Żadne dane medyczne nie zostały naruszone. Zdarzenie obejmowało dane z systemu, który komunikował się z zewnętrznymi firmami ubezpieczeniowymi, i obejmowało ograniczone dane osobowe, takie jak imię i nazwisko oraz adres e-mail i nr telefonu.
Od tego czasu zdarzenia w Ukrainie wprowadzono znaczącą poprawę bezpieczeństwa IT oraz podjęto wiele działań i prac w celu zwiększenia bezpieczeństwa ukraińskich systemów informatycznych.
Potwierdzamy również, że nie miało miejsca żadne naruszenia systemów IT poza Ukrainą, a Synevo przywiązuje bardzo dużą wagę do bezpieczeństwa danych i poświęca znaczną ilość czasu, środków finansowych oraz nakładu prac, aby utrzymać jak najlepsze bezpieczeństwo.
Dodatkowo w związku w powyższą sytuacją Synevo zwiększyło poziom zabezpieczeń wszystkich swoich systemów na całym świecie, ponieważ mamy świadomość, że w przyszłości takie agresywne ataki mogą ograniczać się nie tylko do Ukrainy.

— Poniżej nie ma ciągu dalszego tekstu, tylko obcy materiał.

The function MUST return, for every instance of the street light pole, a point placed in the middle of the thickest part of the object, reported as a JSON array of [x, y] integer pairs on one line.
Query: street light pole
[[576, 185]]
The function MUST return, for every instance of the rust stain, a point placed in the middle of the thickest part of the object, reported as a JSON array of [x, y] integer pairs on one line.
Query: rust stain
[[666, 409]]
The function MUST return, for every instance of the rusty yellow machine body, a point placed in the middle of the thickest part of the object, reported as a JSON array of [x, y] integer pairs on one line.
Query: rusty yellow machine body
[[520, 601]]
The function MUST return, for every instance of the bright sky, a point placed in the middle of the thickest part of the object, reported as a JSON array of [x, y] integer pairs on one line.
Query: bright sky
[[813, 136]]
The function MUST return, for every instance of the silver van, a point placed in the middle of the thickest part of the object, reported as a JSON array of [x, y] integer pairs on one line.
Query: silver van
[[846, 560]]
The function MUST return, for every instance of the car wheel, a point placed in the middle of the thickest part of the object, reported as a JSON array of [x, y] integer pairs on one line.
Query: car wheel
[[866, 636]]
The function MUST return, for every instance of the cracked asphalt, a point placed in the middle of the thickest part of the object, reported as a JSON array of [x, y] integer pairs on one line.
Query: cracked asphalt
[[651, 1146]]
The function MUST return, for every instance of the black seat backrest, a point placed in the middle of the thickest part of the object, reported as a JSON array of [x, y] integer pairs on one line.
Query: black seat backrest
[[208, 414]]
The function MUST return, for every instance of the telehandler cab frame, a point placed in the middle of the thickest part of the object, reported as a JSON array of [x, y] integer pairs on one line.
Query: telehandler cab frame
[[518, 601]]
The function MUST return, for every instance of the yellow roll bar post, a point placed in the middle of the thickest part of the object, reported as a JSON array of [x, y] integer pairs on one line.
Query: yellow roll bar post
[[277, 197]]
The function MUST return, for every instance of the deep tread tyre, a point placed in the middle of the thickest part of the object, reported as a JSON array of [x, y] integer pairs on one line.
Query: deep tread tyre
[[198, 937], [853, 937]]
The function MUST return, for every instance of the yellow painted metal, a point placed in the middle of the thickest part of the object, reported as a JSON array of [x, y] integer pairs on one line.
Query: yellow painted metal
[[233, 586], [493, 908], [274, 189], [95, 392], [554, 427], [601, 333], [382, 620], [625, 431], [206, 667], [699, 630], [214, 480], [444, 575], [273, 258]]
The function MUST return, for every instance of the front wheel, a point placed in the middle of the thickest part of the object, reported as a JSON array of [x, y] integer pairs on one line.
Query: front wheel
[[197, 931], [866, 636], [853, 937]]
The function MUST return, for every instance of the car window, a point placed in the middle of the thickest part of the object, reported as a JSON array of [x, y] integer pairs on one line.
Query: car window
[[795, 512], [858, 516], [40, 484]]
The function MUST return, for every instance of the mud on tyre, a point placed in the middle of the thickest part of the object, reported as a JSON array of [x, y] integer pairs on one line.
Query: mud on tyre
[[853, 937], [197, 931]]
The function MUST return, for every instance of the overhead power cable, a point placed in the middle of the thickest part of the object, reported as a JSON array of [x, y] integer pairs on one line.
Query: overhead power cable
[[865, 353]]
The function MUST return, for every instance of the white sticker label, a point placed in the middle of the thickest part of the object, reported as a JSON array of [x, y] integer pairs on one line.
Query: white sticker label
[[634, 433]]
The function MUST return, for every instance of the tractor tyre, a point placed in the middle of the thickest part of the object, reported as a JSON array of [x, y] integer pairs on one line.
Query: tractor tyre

Podsumowując – do wycieku rzeczywiście doszło, ale nie dotknął on systemów IT poza Ukrainą. Do zdarzenia doszło też nieco wcześniej niż „teraz”.
~ms
Proponuję popatrzeć uważnie na numery telefonów widoczne na próbce danych. Są to kolejne numery z jednej puli. Wygląda to na fejk.
W Ukrainie… Ciekawe jak mówią w Litwię albo w Białorusi na Wukrainę.
To żaden problem, by mówić: „w Litwie”, „w Słowacji”, „w Węgrzech”, „w Ukrainie”, skoro to państwa.
To żaden problem, że lubisz oglądać jak „Chłop z chłopem spać będzie, baba z babą”, ale są ludzie, którzy nie lubią zmian i zawsze będą pisać na Ukrainie, a dziwić się na wyrażenie „w Ukrainie”.
Tak samo jak będą dziwić się na dwóch chłopów, albo dwie baby.
To jest kompleks ludzi używających „w” zamiast „na” https://www.youtube.com/watch?v=vYFXVuvbE68
tak jak kompleks chłopów co nie znaleźli baby, a znaleźli chłopa.
Ta strona z wyciekami jeszcze działa? Chyba pod inną nazwą.